Amerindians, who led way to the Maya, were the original inhabitants of Belize. The Maya civilization spread itself over Belize beginning around 1500 BC, and flourished until about AD 900. European settlement began with British Jews, privateers and English seamen as early as 1638.
The origin of the name Belize is unclear, but one idea is that it derives from the Spanish pronunciation of the surname of the pirate who created the first settlement in Belize in 1638, Peter Wallace. Another possibility is that the name is from the Maya word belix, meaning "muddy water", applied to the Belize River.
The early settlement of "Belize in the Bay of Honduras" grew from a few habitations located at Belize Town and St. George's Caye into a de-facto colony of the United Kingdom during the late 18th century. In the early 19th century the settlement was called British Honduras, and in 1871 it became a Crown Colony.

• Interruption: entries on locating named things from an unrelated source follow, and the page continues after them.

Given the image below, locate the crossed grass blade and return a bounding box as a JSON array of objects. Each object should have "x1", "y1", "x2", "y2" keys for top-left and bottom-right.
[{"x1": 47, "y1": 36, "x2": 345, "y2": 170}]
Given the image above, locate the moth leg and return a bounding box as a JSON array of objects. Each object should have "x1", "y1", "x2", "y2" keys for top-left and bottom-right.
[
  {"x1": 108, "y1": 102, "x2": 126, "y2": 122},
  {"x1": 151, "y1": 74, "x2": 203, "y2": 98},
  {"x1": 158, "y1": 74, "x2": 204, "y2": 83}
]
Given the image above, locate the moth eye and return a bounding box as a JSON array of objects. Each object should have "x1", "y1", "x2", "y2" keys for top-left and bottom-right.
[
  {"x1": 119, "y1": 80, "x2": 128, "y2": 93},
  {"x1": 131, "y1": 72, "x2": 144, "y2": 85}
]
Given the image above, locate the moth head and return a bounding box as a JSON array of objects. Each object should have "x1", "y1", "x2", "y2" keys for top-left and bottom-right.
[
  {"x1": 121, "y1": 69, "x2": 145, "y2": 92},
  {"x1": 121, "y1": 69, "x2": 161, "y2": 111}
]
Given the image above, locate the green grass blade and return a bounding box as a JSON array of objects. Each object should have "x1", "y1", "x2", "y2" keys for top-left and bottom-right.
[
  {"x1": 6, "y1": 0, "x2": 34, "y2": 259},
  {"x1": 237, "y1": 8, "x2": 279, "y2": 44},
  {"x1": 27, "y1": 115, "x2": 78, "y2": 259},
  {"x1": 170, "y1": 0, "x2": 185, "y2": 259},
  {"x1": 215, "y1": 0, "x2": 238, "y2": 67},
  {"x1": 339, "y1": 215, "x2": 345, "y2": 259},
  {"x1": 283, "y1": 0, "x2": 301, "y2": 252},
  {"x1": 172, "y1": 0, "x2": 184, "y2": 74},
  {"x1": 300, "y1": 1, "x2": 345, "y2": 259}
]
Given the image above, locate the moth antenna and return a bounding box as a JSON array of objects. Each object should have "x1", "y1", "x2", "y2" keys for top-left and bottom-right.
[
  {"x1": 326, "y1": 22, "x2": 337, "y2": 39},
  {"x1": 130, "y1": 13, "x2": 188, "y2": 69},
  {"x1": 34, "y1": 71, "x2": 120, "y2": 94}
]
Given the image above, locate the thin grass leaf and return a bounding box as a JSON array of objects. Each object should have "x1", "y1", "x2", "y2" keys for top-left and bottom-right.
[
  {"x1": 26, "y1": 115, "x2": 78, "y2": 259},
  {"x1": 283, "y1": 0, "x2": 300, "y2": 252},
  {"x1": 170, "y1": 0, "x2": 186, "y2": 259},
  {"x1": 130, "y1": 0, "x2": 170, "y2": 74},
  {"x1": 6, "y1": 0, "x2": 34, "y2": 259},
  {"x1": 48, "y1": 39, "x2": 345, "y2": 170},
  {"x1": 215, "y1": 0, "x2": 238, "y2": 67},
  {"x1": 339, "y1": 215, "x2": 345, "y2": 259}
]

Taking advantage of Spain's inability to establish control over present-day Belize, Englishmen began to cut logwood, a dyewood greatly valued in Europe as the principal dyestuff for the expanding wool industry. By the 1770s, a second tropical exotic timber, mahogany, replaced logwood as the main export from Belize. The economy of Belize remained based on the extraction of mahogany until the early 1900s when the cultivation of export crops such as citrus fruits, sugar cane, and bananas came to dominate the economy.